IAAF Officials Explored Covering Up Russia Bans

When the massive scandal of state-sponsored doping and cover-ups in Russia finally erupted with full force in 2015, IAAF leaders acted as though blindsided.
IAAF Officials Explored Covering Up Russia Bans
Norwegian anti-doping expert Rune Andersen (R) speaks with Warwick Gendall of New Zealand before a meeting of the World Anti-Doping Agency (WADA) at the Broadmoor Hotel in Colorado Springs on Nov. 18, 2015. Rune Andersen the head of the IAAF taskforce set up to determine whether Russia's ban from global track and field should be lifted says the country is making efforts to reform after its doping scandal. AP Photo/Brennan Linsley
The Associated Press
Updated:

PARIS—Six years before the International Association of Athletics Federations (IAAF) banned Russia, track and field’s governing body knew of doping so out of control it feared Russian athletes could die from abuse of blood-boosting drugs and transfusions, and officials considered collaborating with Russians to hide the full extent of the cheating before the 2012 London Olympics, according to internal documents obtained by The Associated Press.

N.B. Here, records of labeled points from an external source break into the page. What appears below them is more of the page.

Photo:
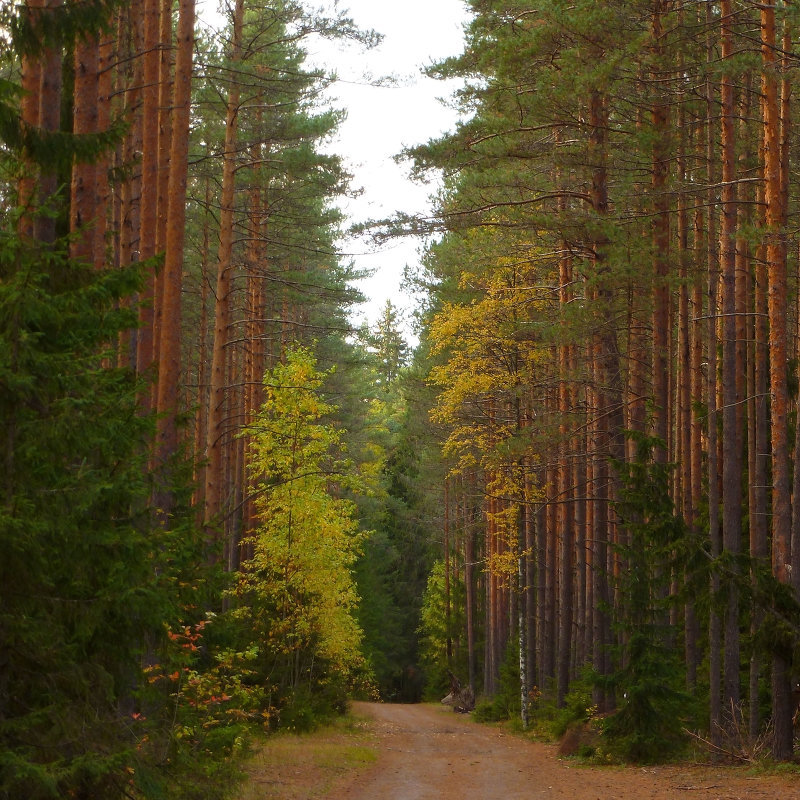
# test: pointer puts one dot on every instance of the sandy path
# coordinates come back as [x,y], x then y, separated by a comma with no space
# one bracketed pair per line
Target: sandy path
[427,753]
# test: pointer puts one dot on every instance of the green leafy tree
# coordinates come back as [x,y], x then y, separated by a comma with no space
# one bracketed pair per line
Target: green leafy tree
[297,593]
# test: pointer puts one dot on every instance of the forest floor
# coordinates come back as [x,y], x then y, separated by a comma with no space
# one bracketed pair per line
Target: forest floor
[422,752]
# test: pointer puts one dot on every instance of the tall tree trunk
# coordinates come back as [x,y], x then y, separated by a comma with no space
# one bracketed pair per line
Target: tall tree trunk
[731,432]
[778,339]
[218,426]
[148,214]
[169,360]
[83,208]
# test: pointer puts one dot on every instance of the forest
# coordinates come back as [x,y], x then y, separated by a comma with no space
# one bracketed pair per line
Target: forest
[227,509]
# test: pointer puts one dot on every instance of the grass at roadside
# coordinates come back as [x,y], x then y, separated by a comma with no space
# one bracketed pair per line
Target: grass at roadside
[306,766]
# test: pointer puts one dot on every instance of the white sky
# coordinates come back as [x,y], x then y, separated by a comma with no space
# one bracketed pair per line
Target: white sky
[382,120]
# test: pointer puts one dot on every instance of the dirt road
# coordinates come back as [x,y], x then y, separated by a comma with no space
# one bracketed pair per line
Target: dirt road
[427,753]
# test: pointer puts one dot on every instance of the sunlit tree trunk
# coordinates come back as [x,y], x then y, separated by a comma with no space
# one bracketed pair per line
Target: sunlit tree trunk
[218,427]
[778,341]
[169,361]
[731,431]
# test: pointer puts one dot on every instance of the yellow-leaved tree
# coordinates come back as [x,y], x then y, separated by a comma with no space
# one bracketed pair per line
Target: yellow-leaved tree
[296,592]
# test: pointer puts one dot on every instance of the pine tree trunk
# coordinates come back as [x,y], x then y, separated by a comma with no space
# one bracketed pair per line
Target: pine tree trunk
[731,432]
[148,216]
[169,355]
[218,426]
[778,340]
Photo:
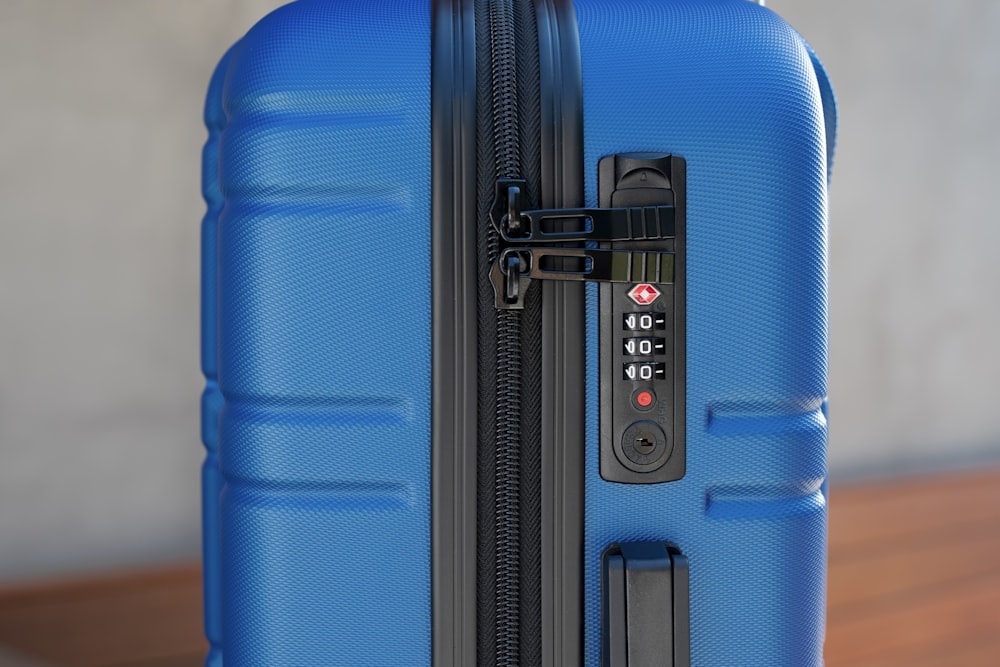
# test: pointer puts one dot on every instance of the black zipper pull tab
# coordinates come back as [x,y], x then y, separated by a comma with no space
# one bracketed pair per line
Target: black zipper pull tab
[633,223]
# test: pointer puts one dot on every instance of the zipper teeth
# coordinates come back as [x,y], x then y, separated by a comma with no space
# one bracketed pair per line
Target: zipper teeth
[508,415]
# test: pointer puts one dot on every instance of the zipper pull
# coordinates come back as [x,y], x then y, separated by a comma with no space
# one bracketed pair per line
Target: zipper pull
[533,244]
[633,223]
[517,266]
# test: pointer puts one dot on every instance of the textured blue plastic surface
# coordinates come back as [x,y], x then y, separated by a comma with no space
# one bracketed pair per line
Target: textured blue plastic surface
[317,179]
[730,87]
[324,332]
[211,400]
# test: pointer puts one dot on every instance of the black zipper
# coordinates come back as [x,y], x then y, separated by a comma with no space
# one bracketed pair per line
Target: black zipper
[509,372]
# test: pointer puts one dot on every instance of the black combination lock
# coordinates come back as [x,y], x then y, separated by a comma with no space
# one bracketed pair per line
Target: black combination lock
[643,322]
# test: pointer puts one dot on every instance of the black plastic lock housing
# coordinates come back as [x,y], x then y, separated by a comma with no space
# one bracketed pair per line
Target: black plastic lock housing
[644,308]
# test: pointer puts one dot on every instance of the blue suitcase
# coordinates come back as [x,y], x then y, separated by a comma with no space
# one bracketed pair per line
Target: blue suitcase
[515,331]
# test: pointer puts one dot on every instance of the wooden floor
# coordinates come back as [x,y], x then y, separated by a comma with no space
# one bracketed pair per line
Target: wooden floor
[914,581]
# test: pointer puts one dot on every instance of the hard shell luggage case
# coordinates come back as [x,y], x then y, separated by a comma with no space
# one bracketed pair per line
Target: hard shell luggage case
[515,336]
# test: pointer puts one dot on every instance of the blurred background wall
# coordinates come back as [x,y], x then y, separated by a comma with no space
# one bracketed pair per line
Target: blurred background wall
[100,140]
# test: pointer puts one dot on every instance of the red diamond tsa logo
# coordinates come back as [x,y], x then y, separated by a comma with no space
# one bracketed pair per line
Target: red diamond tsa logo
[644,294]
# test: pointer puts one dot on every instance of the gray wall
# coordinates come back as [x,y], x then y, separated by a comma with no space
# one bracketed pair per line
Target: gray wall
[99,210]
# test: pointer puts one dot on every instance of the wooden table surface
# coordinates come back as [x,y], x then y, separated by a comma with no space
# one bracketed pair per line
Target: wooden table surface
[914,581]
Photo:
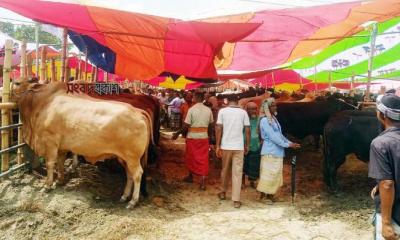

When the massive scandal of state-sponsored doping and cover-ups in Russia finally erupted with full force in 2015, IAAF leaders acted as though blindsided. “This has been a shameful wake-up call,” Sebastian Coe, the British Olympian and newly elected president of the International Association of Athletics Federations, said.

But in 2009, as a sophisticated new blood-testing program was launched, IAAF tests were already providing shocking insight into the scale and gravity of Russian doping, according to a six-year span of emails, letters and reports the AP received from a person intimately involved in the workings of the IAAF’s anti-doping program. The person requested anonymity because he wasn’t given permission to release the documents.

At that stage, the test results weren’t enough on their own to sanction athletes, but they provided an early warning of the crisis and raise questions about why the organization entrusted with the safekeeping of one of the world’s major sports waited six years before suspending Russia, which could see its athletes miss the Rio de Janeiro Olympics in August.

“This matter of the Russian athletes’ blood levels is now so serious and is not getting any better (in fact possibly getting worse) that immediate and drastic action is needed,” Pierre Weiss, then the IAAF general secretary, wrote in an Oct. 14, 2009, hand-delivered letter to Valentin Balakhnichev, the Russian athletics president banned last week for life from the sport.

“Not only are these athletes cheating their fellow competitors but at these levels are putting their health and even their own lives in very serious danger,” Weiss wrote, telling Balakhnichev that blood results from Russian athletes “recorded some of the highest values ever seen since the IAAF started testing.”